Earth's sea ice hits all-time low, NASA satellites reveal

While not trying to minimize the importance of the observed trend, I think that it is important to be careful of the context.

Statements about the ice level being at "an all-time low" and "the lowest Arctic winter sea ice levels have ever been" are not actually true. They are only the lowest levels that humans have recorded, during the geologically relatively brief period of our existence and ability to measure and record such things.

More objectively scientific statements would be something like "Sea ice levels are at the lowest levels ever recorded since humans began recoding them [fill in the blank] years ago." So, first, please fill in the number of years over which comparable records exist.

And, it is also important to place the number into the natural context of how the sea ice is at least thought to have changed in the previous interglacial periods over the last few million years and what those levels are thought to have been before the latest glaciation cycles, maybe 10 million years ago.

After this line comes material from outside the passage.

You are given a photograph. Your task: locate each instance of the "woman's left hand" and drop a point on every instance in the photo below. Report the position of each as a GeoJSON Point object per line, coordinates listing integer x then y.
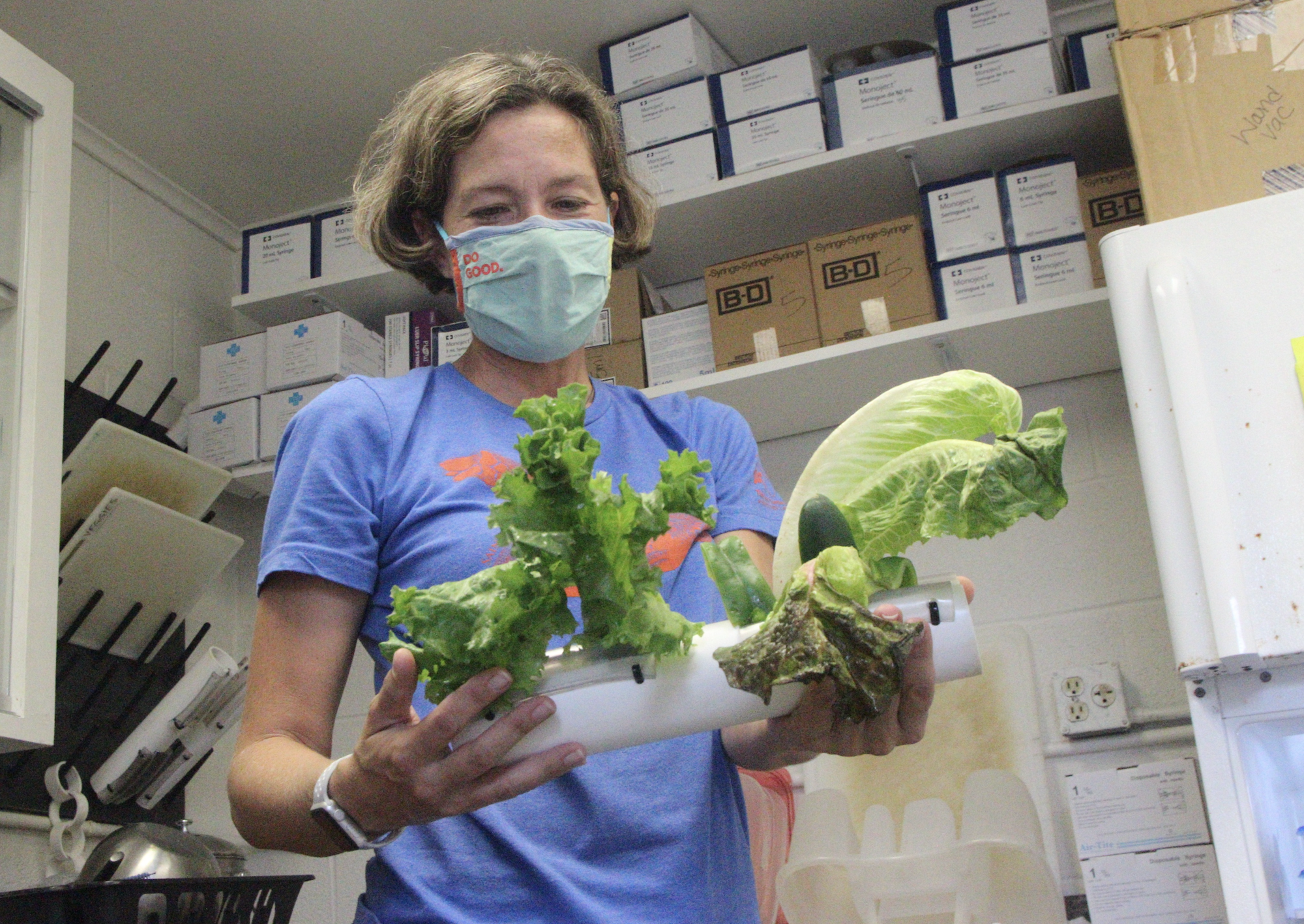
{"type": "Point", "coordinates": [812, 728]}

That perspective is important for considerations about humans "ruining" the Earth's climate and maybe turning into another Venus.

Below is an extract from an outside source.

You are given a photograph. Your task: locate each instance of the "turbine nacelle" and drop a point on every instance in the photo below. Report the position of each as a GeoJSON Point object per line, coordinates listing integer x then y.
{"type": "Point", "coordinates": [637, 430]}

The observed trend should also be put into the shorter term context of what this implies for more immediate consequences for humans today. Sea ice formation and loss does not directly impact sea levels, because it is mostly frozen sea water. So, the relationship between sea ice extent and sea level needs to come from models of global climate, which have pretty large uncertainties for conditions not very far into the future. Still, saying that the observed loss of sea ice seems most consistent with some particular model's outputs that also predict a particular amount of sea level rise by 2050 or 2100 would provide some useful context.
 
Another record level of change as a result of anthropogenic global warming has been broken, yet people object to reporting on it that suggests it means global warming is very serious - objecting to the (repeated) breaking of such records being used to promote the cause of taking it seriously and addressing the causes.

What materially matters isn't how sea ice levels compare to millions of years ago when there was no homo sapiens but how it compares to the global temperatures and unusually stable climate regime (The Holocene) that allowed agriculture and civilisations to develop - compared to what has been disrupted and how that will affect people for whom we owe duties of care, starting with those now living, ie most especially the next century.
 
I’m guessing that a sea ice level(area and depth) would depend on the number of data points(locations) and the accuracy of them.

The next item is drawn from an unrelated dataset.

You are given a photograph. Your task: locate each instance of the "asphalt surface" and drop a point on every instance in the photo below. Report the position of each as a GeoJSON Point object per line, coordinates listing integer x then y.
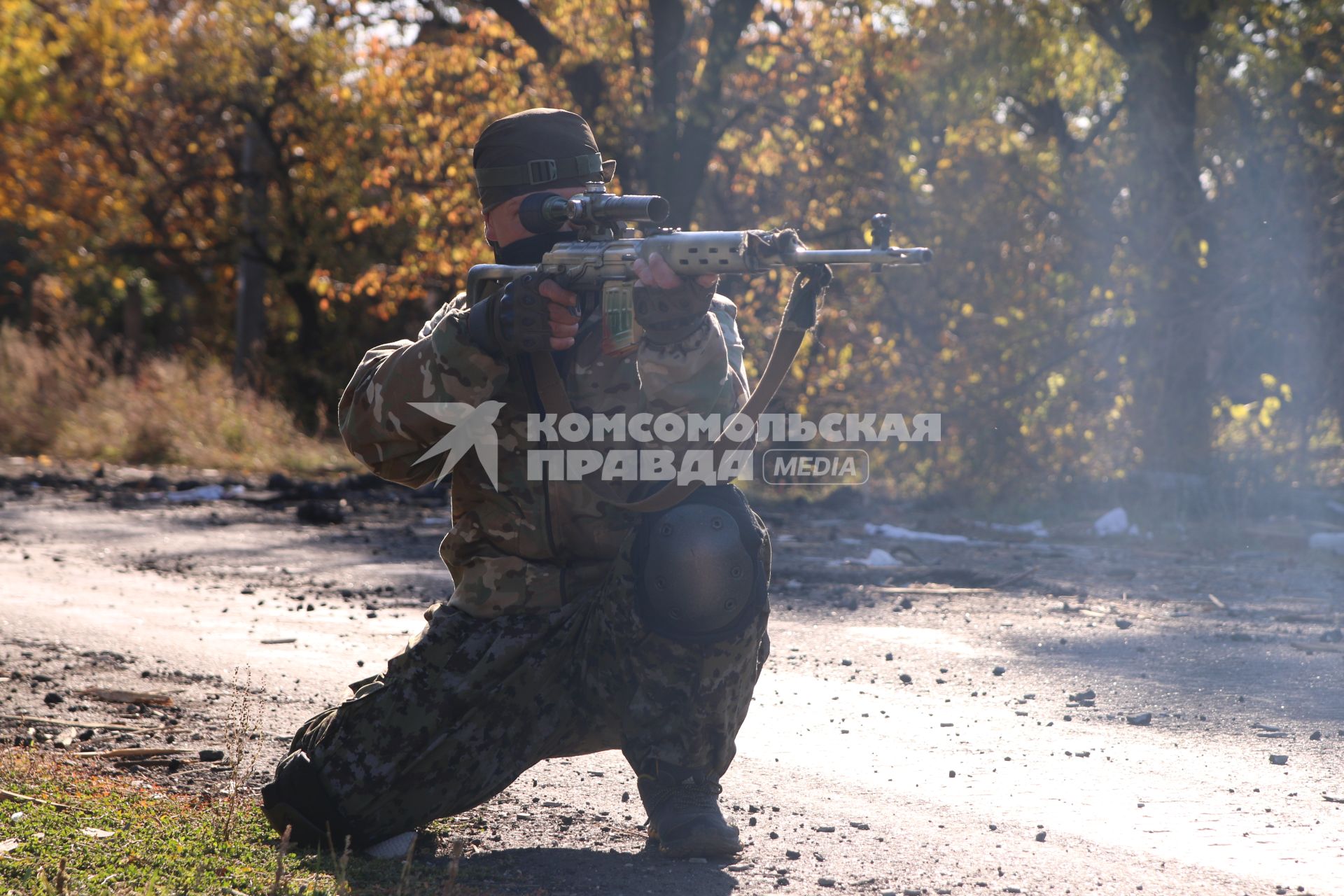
{"type": "Point", "coordinates": [882, 752]}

I’m also guessing these data points are in a state of change and improvement. Adding more points and accuracy. Over the years.

So, how valid are the comparison sets? What’s the true duration of valid comparisons? 30-40 years perhaps. Since satellite. And then we have satellite improvement. More precision.

So what kind of a trend do we really have? I don’t think we have enough measured oscillations to tell very much. How much of that little trend is a measurement trend?

But I know nothing of it. Just thinking about the faith and prediction of such short time dependable data. On arctic ice levels. There is no climate record of it.
 
Just photographic imagery can show that the areal extent of sea ice is far less than in the past.

Trying to get quantitative about it from a climate modeling perspective requires more info, such as thickness. And, there needs to be a time series of measurements over each year, not just max and min of areal extent. The transfer of energy needs to be calculated in some detail to tune a model, and the heat of fusion for ice is a big deal for that.

So, I agree that the Earth is warming, and I think that humans have made multiple changes that lead toward that effect - not just CO2 emissions.

And, I think it is clear that a lot of human infrastructure along coasts is going to eventually get flooded.

But, I also think there is good geological evidence that would happen if humans were not affecting global temperatures and sea levels. The sea level at the last peak, during the previous interglacial period, was 25 feet higher than today, and there is no argument that humans played any part in that previous high sea level.

So, I think it is important to put what we are seeing now into the appropriate perspective - which is much different from the politicized perspectives being pushed by activists and politicians who cater to them.

The temperatures and the stability of Earth's sea level and climate over the last few thousand years are not the norm for the last few million years. We need to expect that to change, because it changed before in cyclic ways.

Whether it changes by a natural cycle of phenomena or by human induced phenomena, or a combination of both, we should not be expecting no changes. We need to plan now to accommodate those changes in the most cost-effective ways for all sorts of nations and societies, because we simply do not have the knowledge nor the mechanisms to stabilize Earth's climate to suit our desires.

The activists and politicians tend to hype the concept that we are going to change Earth's climate so much that humans, and perhaps all life, will become extinct - maybe even turning Earth into another Venus. But, that looks like major B.S. when the temperatures, CO2 levels, sea levels, etc. are compared to what we can see in the geological records. We can see that sea level was 325 feet lower than today just 25,000 years ago. And we can see that it was about 300 feet higher than today many millions of years ago. We can see that there have been temperate climates at the poles in the distant past.

So, the real issue is what is changing now, trending toward what future conditions, and how will that affect both humans and the other parts of the ecosystem that humans depend on - and are damaging by many other phenomena in addition to adding CO2 to the atmosphere. We are killing other species very rapidly by habitat destruction, over fishing, pollution with chemicals, etc. And, that includes the ocean species as well as the terrestrial species. We need to care about more of our effects than just CO2 emissions if we want to create and maintain the type of environment that we say we want.